Unstructured builds open-source and commercial tools that enable developers to preprocess and transform unstructured data — PDFs, HTML, Word docs, images, and more — for AI / ML pipelines. Our solutions power production-grade, scalable generative AI use cases at leading enterprises.
We’re a team of builders obsessed with performance, simplicity, and reliability. If you’re excited by complex systems, cutting-edge ML infrastructure, and high-impact problems, we’d love to meet you.
We’re looking for a
Site Reliability Engineer to help us scale our infrastructure, automate deployments, and ensure the reliability and performance of our systems as we grow. This role is critical to the health of our platform and will work closely with Engineering, Product, and Customer teams to deliver resilient and efficient software systems for enterprise deployments.
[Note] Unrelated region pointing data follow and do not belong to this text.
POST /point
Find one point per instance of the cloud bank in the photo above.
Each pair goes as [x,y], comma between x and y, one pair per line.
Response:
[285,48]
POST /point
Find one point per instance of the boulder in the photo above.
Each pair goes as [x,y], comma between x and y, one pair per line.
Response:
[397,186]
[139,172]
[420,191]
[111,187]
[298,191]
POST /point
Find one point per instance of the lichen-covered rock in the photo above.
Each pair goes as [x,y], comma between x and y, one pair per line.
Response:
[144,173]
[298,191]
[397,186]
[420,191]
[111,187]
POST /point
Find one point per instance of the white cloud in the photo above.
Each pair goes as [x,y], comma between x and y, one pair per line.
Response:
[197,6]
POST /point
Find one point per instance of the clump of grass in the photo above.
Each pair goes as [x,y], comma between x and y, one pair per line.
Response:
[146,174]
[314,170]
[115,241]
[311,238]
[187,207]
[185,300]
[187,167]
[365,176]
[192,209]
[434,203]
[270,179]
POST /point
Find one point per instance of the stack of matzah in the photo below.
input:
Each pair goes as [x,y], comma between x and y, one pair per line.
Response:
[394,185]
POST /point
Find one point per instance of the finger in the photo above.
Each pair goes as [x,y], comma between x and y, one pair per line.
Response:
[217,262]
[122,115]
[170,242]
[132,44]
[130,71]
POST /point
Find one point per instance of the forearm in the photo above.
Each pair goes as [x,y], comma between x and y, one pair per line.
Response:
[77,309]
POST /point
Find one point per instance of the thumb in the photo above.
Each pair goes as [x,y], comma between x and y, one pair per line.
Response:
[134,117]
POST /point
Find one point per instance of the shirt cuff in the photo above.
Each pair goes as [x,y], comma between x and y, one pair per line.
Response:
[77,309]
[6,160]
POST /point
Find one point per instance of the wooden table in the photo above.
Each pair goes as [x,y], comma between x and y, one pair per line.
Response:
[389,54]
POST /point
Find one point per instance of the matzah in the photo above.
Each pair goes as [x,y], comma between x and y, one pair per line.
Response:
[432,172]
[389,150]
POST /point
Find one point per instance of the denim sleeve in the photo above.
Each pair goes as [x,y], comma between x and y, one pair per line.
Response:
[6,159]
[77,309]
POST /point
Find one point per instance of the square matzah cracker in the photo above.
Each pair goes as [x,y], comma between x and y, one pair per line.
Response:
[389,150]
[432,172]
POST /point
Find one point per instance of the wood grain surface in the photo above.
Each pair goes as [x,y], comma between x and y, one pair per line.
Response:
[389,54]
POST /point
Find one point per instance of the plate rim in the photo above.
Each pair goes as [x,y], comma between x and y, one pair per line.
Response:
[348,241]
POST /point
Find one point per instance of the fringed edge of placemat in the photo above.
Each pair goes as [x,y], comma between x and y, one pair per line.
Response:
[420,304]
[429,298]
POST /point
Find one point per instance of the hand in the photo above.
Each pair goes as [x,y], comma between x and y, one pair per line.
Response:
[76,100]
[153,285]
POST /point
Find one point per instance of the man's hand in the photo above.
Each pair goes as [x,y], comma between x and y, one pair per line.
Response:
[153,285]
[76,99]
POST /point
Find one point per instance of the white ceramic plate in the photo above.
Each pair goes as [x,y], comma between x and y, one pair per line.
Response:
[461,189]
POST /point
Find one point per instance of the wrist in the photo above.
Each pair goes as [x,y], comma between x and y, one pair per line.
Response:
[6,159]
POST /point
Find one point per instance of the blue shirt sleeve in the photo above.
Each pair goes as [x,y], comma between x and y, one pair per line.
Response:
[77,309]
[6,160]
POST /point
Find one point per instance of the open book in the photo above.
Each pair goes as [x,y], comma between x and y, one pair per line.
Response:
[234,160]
You'll have the opportunity to work across a modern stack (Python, Kubernetes, Helm, CI / CD with GitHub Actions, etc.), influence infrastructure decisions from day one, and help shape reliability culture across the company.
This role is hybrid in San Francisco—join us in-office 3x a week for deep collaboration, whiteboard sessions, and hands-on impact.
What You'll Do
Design and implement highly available, scalable, and observable systems across our platform
Automate infrastructure with tools like Terraform, Pulumi, and build reusable CI / CD pipelines
Maintain and optimize Kubernetes clusters, container orchestration, and service mesh configurations
Set up and manage monitoring and alerting for performance, reliability, and uptime (e.g., Elastic, Prometheus, Grafana, Datadog)
Improve developer velocity through tooling, automation, and infrastructure improvements
Lead or support incident response, root cause analysis, and blameless postmortems
Partner with engineering teams on production readiness, capacity planning, and rollout strategies
What We're Looking For
4+ years of experience in an SRE, DevOps, or Infrastructure Engineering role
Deep expertise in cloud platforms (AWS, GCP, or Azure)
Hands-on experience with Kubernetes, Docker, and container orchestration
Strong skills in Linux systems, networking, and scripting (e.g., Bash, Python, Go)
Proficiency with Infrastructure-as-Code (Terraform, CloudFormation, Ansible, etc.)
Familiarity with monitoring, logging, and observability practices and tools
Experience supporting production systems and operating in high-scale environments
Bonus Points
Experience with machine learning infrastructure or data pipeline systems
Exposure to serverless or event-driven architectures
Contributions to open source projects or DevOps communities
Familiarity with security best practices for cloud-native environments
Why Join Us?
Remote-first team with flexible work style and async collaboration
Opportunity to own critical infrastructure at a fast-growing company
Work on impactful problems at the intersection of data and AI
Competitive salary, equity, and benefits package
Supportive, high-performance team culture
190,000 - $250,000 a year
This role's salary is benchmarked against San Francisco market rates to remain competitive with top-tier talent in high-cost-of-living regions. Final compensation may vary based on experience, skill set, and location.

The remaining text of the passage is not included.